Ultrafast detection of chirality and ring-currents through high harmonic spectroscopy


  Ofer Neufeld  ,  Gavriel Lerner [1]  ,  David Ayuso [2]  ,  Piero Decleva [3]  ,  Mikhail Ivanov [2]  ,  Olga Smirnova [2]  ,  Oren Cohen [1]  
[1] Physics Department and Solid State Institute, Technion, Israel.
[2] Max-Born Institute for Nonlinear Optics and Short Pulse Spectroscopy, Berlin, Germany.
[3] Dipartimento di Scienze Chimiche e Farmaceutiche, Università degli Studi di Trieste, Trieste, Italy.

Chirality is a ubiquitous fundamental property which is standardly analyzed by chiroptical techniques.
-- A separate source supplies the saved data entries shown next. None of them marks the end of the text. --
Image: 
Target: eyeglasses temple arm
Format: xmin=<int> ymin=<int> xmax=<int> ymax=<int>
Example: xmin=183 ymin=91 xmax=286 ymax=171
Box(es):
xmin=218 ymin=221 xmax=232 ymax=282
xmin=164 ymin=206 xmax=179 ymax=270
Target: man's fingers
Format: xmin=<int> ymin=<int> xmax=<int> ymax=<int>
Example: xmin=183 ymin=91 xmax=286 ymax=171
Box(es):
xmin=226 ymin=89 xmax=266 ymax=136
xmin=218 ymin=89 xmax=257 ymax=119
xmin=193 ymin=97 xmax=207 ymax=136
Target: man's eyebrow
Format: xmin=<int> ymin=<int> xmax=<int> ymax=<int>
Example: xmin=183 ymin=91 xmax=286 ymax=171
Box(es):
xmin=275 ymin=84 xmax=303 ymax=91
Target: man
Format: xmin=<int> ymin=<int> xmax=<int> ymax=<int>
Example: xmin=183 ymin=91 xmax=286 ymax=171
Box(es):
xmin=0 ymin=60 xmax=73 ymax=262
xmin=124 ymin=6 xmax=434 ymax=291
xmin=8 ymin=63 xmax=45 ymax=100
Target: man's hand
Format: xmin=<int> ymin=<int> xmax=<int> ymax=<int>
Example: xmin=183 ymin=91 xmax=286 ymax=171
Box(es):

These techniques measure the system’s differential response to circularly polarized light, and rely on an interplay of electric- and magnetic-dipole transitions, usually yielding very weak chiral signals. In recent years, several seminal electric-dipole based methods were developed that lead to much larger chiral signals. Additionally, the process of high harmonic generation (HHG) was shown to be chirality-sensitive, leading to large (up to ~10%) femtosecond-resolved chiral signals. Remarkably, the chiral signal in HHG still relies on magnetic-dipole interactions, and the signal is relatively large only due to the non-perturbative nature of the process. Extending HHG to produce an electric-dipole based chiral response could thus open-up many possibilities for exploring ultrafast and weak chirality.

Here, we develop an all-optical HHG-based chiroptical technique that relies solely on electric-dipole interactions, leading to huge ultrafast chiral signals. The method is implemented through non-collinear HHG, where the beams’ properties are specially chosen by symmetry considerations that lead to the emission of background-free chiral signals, i.e. signals emitted only from chiral media. We show that this is a general approach that can also be used to probe other intrinsic properties of the medium, such as the presence of ring-currents. Lastly, we utilize the symmetry description of light in order to define a new measure for light’s chirality within the electric dipole approximation (analogous to the molecular definition), which predicts which electromagnetic fields can be used to detect chiral phenomenon.